Silicon-free hardware: materials and technologies that make it possible

Silicon is undoubtedly the basic element for making semiconductors, and all modern semiconductor technology is based on the use of silicon ingots to create new microcircuits, because this material has excellent properties for this task. This is why we cannot expect that using silicone-free electronics will even give us performance that comes close to this.
However, there are markets where the use of silicon-free chips promises to be revolutionary and a 180-degree turnaround, besides changing the way we interact every day. It is clear that processors based on silicon-free electronics have a large number of useful outputs. So let’s take a look at some examples that have been developed in recent years.
Nanomagnetic logic and carbon nanotubes
One of the keys to using materials other than silicon is to replace the use of electrical signals with alternative forms. One of them is nanomagnetic usage based logic nanomagnets where you can create processors not from silicon, but from other metals. Since no electrical current will be used, these processors operate at very low power consumption and will allow them to be deployed in places where dependence on energy for the processor will no longer be a problem.
Another solution is carbon nanotubes, which are based on the use of graphene molecules, which have the peculiarity of being used as a semiconductor material such as silicon, and therefore it is expected to be the material that promises the most when it comes to replacing silicon. At the moment, not a single commercial processor has been announced, which means for the mass market. However, graphene is seen as a material designed to address some of the inherent problems of silicon, and is seen as a material of the future and replacing it rather than an alternative.
Microcontrollers without plastic and silicone
In July 2021, ARM unveiled what they called PlasticARM , the first ever processor entirely made of plastic, and no, you can’t even imagine anything comparable even to an APU for budget smartphones, since this is a very primitive single-core microcontroller with a 32-bit core based on ISA ARMv7 , 128 bytes RAM and 456 bytes of ROM, which is the implementation of the Cortex M0. Of course, at a very modest speed 20 kHz so there is a huge margin for improvement, although we take into account the type of material used, namely that plastic is not exactly known as a conductive element of electricity.
What is its main advantage? They are very cheap to manufacture compared to conventional ICs. And what is the use of this? Well, many, for example, we can put it in a food container and combine it with small sensors that always warn about the state of food, and this is not the only usefulness, as it will also serve to store information such as its chemical composition. , its nutritional value or even its allergens. And it’s not just about food, but also about clothes. Have you thrown away the label of your favorite clothing and ruined it in the wash? Don’t worry about this as you can check the information again.

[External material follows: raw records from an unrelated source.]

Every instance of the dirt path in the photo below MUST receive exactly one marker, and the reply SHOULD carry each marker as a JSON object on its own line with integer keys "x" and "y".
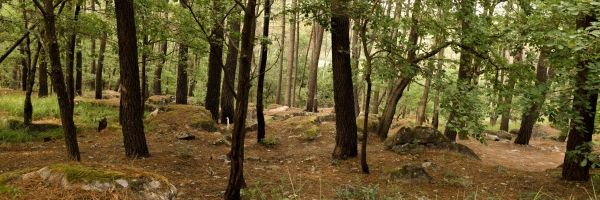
{"x": 539, "y": 156}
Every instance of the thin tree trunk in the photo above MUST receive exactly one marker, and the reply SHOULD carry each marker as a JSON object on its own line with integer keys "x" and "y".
{"x": 58, "y": 82}
{"x": 236, "y": 173}
{"x": 43, "y": 75}
{"x": 311, "y": 101}
{"x": 157, "y": 85}
{"x": 531, "y": 114}
{"x": 345, "y": 118}
{"x": 260, "y": 135}
{"x": 100, "y": 67}
{"x": 228, "y": 86}
{"x": 291, "y": 58}
{"x": 215, "y": 63}
{"x": 131, "y": 107}
{"x": 282, "y": 49}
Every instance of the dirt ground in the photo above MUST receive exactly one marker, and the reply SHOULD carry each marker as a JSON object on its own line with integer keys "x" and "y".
{"x": 298, "y": 169}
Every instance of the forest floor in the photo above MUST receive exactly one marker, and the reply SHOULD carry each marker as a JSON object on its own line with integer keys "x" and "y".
{"x": 298, "y": 169}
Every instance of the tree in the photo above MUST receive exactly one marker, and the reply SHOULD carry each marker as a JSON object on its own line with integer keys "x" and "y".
{"x": 131, "y": 107}
{"x": 576, "y": 166}
{"x": 215, "y": 63}
{"x": 58, "y": 82}
{"x": 345, "y": 118}
{"x": 264, "y": 50}
{"x": 311, "y": 101}
{"x": 291, "y": 59}
{"x": 228, "y": 89}
{"x": 236, "y": 172}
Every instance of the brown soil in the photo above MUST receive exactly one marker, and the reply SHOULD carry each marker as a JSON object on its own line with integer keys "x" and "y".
{"x": 299, "y": 169}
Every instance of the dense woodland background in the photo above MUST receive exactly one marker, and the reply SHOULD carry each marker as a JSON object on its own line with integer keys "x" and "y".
{"x": 461, "y": 67}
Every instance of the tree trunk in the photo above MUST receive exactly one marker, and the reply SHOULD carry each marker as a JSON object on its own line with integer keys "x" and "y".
{"x": 345, "y": 118}
{"x": 228, "y": 86}
{"x": 291, "y": 58}
{"x": 43, "y": 75}
{"x": 58, "y": 82}
{"x": 402, "y": 83}
{"x": 463, "y": 84}
{"x": 421, "y": 118}
{"x": 131, "y": 107}
{"x": 71, "y": 57}
{"x": 582, "y": 126}
{"x": 260, "y": 135}
{"x": 27, "y": 107}
{"x": 508, "y": 96}
{"x": 100, "y": 67}
{"x": 182, "y": 76}
{"x": 79, "y": 72}
{"x": 236, "y": 173}
{"x": 157, "y": 85}
{"x": 311, "y": 101}
{"x": 215, "y": 63}
{"x": 531, "y": 114}
{"x": 282, "y": 49}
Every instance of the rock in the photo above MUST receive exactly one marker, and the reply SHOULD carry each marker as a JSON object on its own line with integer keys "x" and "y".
{"x": 185, "y": 136}
{"x": 411, "y": 174}
{"x": 408, "y": 140}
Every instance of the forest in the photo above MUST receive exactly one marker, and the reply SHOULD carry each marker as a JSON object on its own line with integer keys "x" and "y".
{"x": 299, "y": 99}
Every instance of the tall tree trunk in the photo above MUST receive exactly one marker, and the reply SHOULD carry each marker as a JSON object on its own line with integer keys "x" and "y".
{"x": 236, "y": 173}
{"x": 58, "y": 82}
{"x": 508, "y": 96}
{"x": 27, "y": 106}
{"x": 43, "y": 75}
{"x": 215, "y": 65}
{"x": 582, "y": 126}
{"x": 424, "y": 97}
{"x": 145, "y": 43}
{"x": 355, "y": 63}
{"x": 345, "y": 117}
{"x": 401, "y": 83}
{"x": 463, "y": 84}
{"x": 228, "y": 86}
{"x": 260, "y": 135}
{"x": 291, "y": 58}
{"x": 531, "y": 114}
{"x": 282, "y": 49}
{"x": 79, "y": 72}
{"x": 71, "y": 57}
{"x": 131, "y": 107}
{"x": 157, "y": 85}
{"x": 100, "y": 67}
{"x": 311, "y": 101}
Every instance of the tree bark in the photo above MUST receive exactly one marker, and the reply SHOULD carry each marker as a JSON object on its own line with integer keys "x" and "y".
{"x": 463, "y": 84}
{"x": 345, "y": 118}
{"x": 531, "y": 114}
{"x": 236, "y": 173}
{"x": 157, "y": 83}
{"x": 131, "y": 107}
{"x": 43, "y": 75}
{"x": 260, "y": 135}
{"x": 291, "y": 58}
{"x": 228, "y": 86}
{"x": 582, "y": 126}
{"x": 282, "y": 49}
{"x": 215, "y": 65}
{"x": 311, "y": 101}
{"x": 100, "y": 67}
{"x": 58, "y": 82}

Another utility is for creating cards and / or cards in board games, where each element having one of these non-silicon microcontrollers can interact directly with other cards or even with a game board. We can even find merchandising and promotion elements with this type of integrated chips that interact with other devices. Imagine, for example, that you are buying a ready-to-bake product in which you only need to link a plastic microcontroller to the oven, and that this is directly configurable. As you can see, there are many utilities, and, of course, the vast majority have not yet been implemented.
Glass, optical interfaces and “silicone-free hardware”
We’re going to cheat here, as glass is partially made of silicon. When we talk about non-silicon processors or hardware, we mean those that are not made from purified silicon ingots, so glass falls into that category. We have an example IonQ a company that has been able to develop the main structural elements of processors from this material.
We have already said that today the big problem for equipment development is the cost of energy for moving data. A problem that doesn’t bother us at the home PC level, but is the specter of future developments in the most powerful supercomputers. How can you solve the problem of consumption and increase productivity? The use of optical interfaces, which use photons instead of electrons to transfer information.
The problem is that glass is much more expensive and less flexible than plastic. In the meantime, outside the interfaces for connecting video cards over a long distance or for construction and intermediaries there seems to be no demand in the mass market for high-speed silicon-free interfaces. Let’s not forget that using multi-chip processors in an intermediate device is not a living bread and it will therefore take time to see glass inserts, and of course in very limited edition products or for very specialized markets.